Consent, Disclosure and Disclaimer Form
I consent to participating in the Eden Retreat Center (ERC) ___________________________. I understand that my care as a client at ERC is directed by trained professionals, including (but not limited to) integrative physicians, acupuncturists, medical doctors, massage therapists, nutritionists, herbalist and naturopaths. I consent to services rendered and provided to me by the attending health care providers and trained professionals participating or consulting about my care. I understand that all of the therapists are highly trained in their selected fields but may not have licensing in the state or country that I receive my treatment in.
I understand that my retreat is not intended as a diagnosis, prescription or cure for any condition, mental or physical, real or imaginary.
I commit to full participation in my care. I will keep an open mind and heart and participate in as many of the treatments as possible. If I am ever uncomfortable I understand that I have the right to pass on any therapy, but I agree to be open to trying therapies that may be outside my comfort zone at least once. I will take responsibility for myself and my health. I will respect the confidentiality of others and understand that my confidentiality will be respected as well. I know these treatments will challenge me physically, spiritually and emotionally and I am ready for that challenge.
I understand that this is a merit based program and I will be held accountable for my participation in the program. If it is determined that I am not fully participating in my retreat I understand that I may be switched to a less intense program or asked to leave the facility. I further acknowledge that in either event I agree to pay the full amount for my retreat and will not be refunded for a change in programs.

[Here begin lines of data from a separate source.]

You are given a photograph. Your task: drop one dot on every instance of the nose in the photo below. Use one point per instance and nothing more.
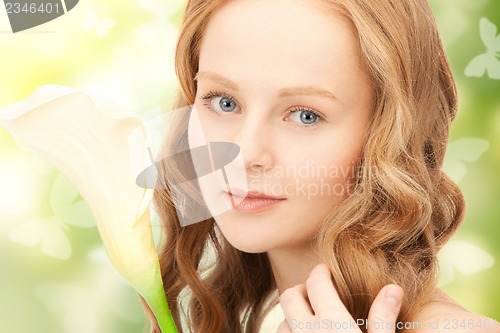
(255, 137)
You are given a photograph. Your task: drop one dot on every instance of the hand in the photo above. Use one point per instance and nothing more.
(316, 307)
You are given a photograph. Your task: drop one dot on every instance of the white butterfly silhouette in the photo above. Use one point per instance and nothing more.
(488, 62)
(101, 26)
(461, 151)
(68, 209)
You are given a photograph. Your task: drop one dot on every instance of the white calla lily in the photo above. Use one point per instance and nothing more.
(102, 156)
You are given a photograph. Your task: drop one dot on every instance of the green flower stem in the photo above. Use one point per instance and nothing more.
(157, 301)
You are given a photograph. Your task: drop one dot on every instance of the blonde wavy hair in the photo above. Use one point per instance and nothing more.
(389, 230)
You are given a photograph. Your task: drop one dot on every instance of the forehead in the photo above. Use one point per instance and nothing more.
(296, 40)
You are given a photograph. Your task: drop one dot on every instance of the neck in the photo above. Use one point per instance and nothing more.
(292, 266)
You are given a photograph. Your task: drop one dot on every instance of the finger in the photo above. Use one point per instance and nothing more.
(284, 328)
(324, 298)
(295, 304)
(385, 309)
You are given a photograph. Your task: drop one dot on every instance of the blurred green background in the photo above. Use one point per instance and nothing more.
(55, 276)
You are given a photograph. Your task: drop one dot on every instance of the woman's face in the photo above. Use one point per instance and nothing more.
(283, 80)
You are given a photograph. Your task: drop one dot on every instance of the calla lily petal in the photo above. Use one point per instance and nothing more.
(102, 156)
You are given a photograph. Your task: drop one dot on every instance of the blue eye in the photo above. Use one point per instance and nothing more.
(305, 117)
(308, 117)
(226, 104)
(219, 102)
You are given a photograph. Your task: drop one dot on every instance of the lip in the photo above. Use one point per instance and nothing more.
(252, 202)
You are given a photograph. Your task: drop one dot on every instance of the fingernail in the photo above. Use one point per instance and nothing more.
(393, 295)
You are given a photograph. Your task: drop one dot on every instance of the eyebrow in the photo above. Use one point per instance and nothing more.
(284, 92)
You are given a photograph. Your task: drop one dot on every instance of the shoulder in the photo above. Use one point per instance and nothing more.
(444, 315)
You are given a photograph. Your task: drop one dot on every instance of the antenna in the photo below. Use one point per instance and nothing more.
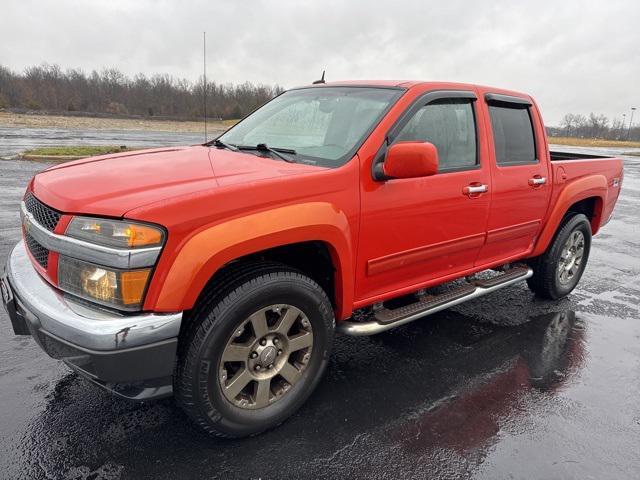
(204, 77)
(320, 81)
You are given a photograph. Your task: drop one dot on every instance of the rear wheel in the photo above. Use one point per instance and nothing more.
(557, 271)
(253, 355)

I recognize that there are certain inherent risks associated with the above described activities and I assume full responsibility for personal injury to myself and (if applicable) my family members and further release and discharge Eden Retreat Center, it’s health care practitioners for injury, loss or damage arising out of my or my family’s treatment(‘s), weather caused by fault of myself, my family, Eden Retreat Center or other third parties.

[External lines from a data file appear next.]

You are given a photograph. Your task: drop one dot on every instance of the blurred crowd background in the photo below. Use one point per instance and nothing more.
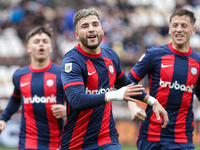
(131, 26)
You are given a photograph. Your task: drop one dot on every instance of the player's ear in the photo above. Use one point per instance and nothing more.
(76, 35)
(28, 48)
(103, 30)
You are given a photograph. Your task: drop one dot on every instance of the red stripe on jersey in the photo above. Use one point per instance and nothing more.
(135, 75)
(166, 74)
(122, 72)
(80, 129)
(50, 89)
(84, 116)
(16, 95)
(180, 126)
(31, 128)
(104, 137)
(73, 83)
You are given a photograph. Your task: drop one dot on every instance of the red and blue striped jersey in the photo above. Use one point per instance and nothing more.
(173, 78)
(36, 91)
(85, 78)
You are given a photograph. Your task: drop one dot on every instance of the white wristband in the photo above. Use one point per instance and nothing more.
(151, 100)
(117, 95)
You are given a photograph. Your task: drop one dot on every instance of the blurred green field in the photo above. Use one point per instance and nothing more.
(124, 147)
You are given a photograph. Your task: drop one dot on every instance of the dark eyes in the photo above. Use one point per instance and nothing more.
(37, 41)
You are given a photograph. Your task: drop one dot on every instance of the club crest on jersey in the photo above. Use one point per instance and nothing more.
(68, 67)
(193, 70)
(111, 69)
(50, 83)
(140, 59)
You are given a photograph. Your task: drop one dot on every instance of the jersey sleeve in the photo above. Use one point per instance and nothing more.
(13, 104)
(73, 84)
(197, 89)
(123, 80)
(143, 67)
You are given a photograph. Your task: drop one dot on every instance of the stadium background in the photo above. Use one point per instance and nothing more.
(131, 26)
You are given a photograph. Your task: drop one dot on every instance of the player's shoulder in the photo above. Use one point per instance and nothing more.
(195, 55)
(22, 71)
(56, 66)
(159, 48)
(109, 53)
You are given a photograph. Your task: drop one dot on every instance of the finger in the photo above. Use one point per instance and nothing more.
(130, 99)
(132, 94)
(142, 114)
(166, 120)
(136, 87)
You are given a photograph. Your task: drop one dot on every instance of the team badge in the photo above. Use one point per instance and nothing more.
(68, 67)
(111, 69)
(50, 83)
(193, 70)
(140, 59)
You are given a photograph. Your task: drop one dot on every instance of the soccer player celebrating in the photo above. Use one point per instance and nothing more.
(89, 74)
(173, 71)
(38, 88)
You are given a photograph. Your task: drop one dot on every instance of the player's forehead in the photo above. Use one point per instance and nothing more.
(88, 20)
(181, 19)
(39, 36)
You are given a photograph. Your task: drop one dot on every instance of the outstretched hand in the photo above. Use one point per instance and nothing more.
(2, 125)
(137, 113)
(124, 93)
(158, 109)
(132, 90)
(58, 110)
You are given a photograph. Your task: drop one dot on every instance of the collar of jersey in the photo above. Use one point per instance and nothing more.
(41, 70)
(177, 52)
(87, 54)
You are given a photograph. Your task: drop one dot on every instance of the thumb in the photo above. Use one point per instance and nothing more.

I agree to indemnify and defend Eden Retreat Center and its health care providers against all claims, causes of action, damages, judgements, costs or expenses, including attorney fees and other litigation costs, which may in any way arise from my or my family’s use of or presence upon the facility. I agree to pay full damages to the center caused by my or my family’s negligent, reckless or willful actions.
Under the ninth amendment of the Constitution of the United States of America, I retain the right to freedom of choice in health care. This includes the right to choose my diet, and to obtain, purchase and use any therapy, regimen, modality, remedy or product recommended by the therapist, doctor and any practitioner of my choice.
I have read this document and understand it. I further understand that by signing this release, I voluntarily surrender certain legal rights.